Council motions for rental occupancy to be based on bedrooms, parking spaces


Toole Design Group makes their presentation to the Ames City Council on September 19, 2017.

Alex Connor

The Ames City Council motioned for the staff to draft an ordinance that would restrict rental occupancy on the number of bedrooms in a rental property that would be capped at five adults.

The ordinance is part of the council’s attempt to better address rental-occupied housing in Ames after the issue made its way to the forefront this fall due to a state law passed this previous legislative cycle.

Currently, Ames restricts the occupancy of a rental house to three non-familial individuals. Due to the state law that will take effect Jan. 1, 2018, Ames may no longer do this.

Additionally, the council motioned for the staff to include that there must be off-street parking per bedroom and that no new parking may be added — this means utilizing existing spaces such as the driveway, garage and previously built parking pads. 

The council also requested the city staff give options on the possibility of restricting bedroom additions to rentals, as well as what penalties for code violations might look like, Airbnb in Ames and the issue of unregistered rental properties. 

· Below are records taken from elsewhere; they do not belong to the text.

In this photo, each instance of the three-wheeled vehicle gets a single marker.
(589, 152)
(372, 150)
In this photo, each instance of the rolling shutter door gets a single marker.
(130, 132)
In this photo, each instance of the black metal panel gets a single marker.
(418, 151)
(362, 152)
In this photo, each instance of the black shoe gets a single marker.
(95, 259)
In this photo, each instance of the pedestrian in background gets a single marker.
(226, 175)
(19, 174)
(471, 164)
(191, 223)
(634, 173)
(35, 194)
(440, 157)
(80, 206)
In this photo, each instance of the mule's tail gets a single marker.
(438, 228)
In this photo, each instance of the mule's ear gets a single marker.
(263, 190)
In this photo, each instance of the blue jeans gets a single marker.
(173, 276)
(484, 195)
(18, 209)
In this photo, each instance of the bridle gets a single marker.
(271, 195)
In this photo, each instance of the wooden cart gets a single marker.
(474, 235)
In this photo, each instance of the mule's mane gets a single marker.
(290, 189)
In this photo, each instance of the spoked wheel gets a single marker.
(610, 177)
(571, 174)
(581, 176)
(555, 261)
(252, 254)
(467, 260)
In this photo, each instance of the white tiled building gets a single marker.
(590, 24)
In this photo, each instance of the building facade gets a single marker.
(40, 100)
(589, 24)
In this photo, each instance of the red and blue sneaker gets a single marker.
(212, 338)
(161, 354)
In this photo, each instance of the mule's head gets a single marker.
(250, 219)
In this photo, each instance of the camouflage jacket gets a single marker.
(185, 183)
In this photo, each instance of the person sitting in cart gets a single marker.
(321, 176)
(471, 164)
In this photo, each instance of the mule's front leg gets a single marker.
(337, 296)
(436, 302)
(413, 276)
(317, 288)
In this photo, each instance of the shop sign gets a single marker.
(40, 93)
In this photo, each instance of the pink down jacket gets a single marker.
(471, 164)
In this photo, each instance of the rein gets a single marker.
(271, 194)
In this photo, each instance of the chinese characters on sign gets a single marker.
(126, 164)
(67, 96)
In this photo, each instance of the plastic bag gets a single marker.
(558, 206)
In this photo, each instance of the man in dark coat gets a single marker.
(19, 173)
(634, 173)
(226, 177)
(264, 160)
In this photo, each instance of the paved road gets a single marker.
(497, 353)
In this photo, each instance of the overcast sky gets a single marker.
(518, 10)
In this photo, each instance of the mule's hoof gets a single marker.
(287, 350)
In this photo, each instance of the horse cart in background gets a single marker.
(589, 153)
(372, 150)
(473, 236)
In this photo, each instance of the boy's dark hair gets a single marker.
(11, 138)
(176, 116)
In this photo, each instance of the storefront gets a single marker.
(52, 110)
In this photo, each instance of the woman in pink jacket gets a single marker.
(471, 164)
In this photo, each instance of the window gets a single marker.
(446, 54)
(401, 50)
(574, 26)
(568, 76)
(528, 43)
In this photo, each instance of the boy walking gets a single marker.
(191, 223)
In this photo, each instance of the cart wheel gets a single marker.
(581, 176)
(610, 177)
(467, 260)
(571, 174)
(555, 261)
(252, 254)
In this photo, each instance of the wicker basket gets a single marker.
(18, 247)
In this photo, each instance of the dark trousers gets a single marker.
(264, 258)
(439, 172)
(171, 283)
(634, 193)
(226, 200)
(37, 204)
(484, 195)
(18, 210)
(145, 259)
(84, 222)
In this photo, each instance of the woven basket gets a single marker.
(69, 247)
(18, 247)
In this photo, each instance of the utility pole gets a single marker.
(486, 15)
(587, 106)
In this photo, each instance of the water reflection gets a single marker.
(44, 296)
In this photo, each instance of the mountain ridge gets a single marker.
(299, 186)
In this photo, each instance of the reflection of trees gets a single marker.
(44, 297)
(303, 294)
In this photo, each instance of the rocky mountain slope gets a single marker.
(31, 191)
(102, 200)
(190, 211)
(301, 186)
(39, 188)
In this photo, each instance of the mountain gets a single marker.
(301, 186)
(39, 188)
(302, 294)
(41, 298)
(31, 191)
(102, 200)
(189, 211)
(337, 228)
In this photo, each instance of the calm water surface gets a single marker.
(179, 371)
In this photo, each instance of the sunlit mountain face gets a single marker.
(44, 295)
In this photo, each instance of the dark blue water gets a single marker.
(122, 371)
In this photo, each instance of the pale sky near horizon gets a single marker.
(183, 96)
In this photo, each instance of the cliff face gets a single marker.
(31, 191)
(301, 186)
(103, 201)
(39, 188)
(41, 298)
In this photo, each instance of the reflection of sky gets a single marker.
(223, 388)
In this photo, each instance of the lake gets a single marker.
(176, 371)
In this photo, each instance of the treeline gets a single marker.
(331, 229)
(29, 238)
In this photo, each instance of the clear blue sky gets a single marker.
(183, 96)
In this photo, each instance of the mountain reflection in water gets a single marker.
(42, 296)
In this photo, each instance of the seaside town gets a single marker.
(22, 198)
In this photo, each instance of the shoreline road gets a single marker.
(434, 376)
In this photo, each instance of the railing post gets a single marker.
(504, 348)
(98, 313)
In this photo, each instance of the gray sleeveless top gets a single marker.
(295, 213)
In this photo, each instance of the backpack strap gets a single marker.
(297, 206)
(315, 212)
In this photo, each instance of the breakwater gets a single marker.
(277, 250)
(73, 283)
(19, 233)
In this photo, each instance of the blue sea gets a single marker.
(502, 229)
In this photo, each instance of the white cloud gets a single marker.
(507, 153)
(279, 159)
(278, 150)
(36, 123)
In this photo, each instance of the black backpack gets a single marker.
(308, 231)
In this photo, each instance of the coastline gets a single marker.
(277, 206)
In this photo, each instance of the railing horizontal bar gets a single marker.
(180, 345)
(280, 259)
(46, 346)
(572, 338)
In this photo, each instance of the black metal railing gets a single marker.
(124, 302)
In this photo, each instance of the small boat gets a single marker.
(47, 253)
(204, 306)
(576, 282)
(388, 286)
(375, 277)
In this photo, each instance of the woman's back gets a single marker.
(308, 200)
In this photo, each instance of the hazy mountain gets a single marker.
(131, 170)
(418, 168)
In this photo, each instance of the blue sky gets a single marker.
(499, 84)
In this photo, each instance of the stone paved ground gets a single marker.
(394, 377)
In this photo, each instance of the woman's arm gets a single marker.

To restrict occupancy on the number of bedrooms came as a sigh of relief for students and landowners, and as a compromise for neighborhood associations. 

For Robert Bingham, city council ex-officio and Iowa State student, he was relieved that the council moved away from its initial draw to restrict rental occupancy based on student status. 

“It was highly discriminatory,” Bingham said. “Now it’s based upon bedrooms and based upon parking, which is far less discriminatory and will ultimately help students.”

However, Bingham is slightly concerned with the long-term impact of the off-street parking regulation.

“I do agree with Councilman [Peter] Orazem that it will limit negative externalities in regard to street parking and congestion in Campustown,” Bingham said. “I think there should be more wiggle room than a strict one to one … but we will see how that plays out.”

Other voices present during the council meeting Tuesday included the South Campus Area Neighborhood Association [SCAN], which has been highly active in proposing to the council what they feel the next best steps are and should be.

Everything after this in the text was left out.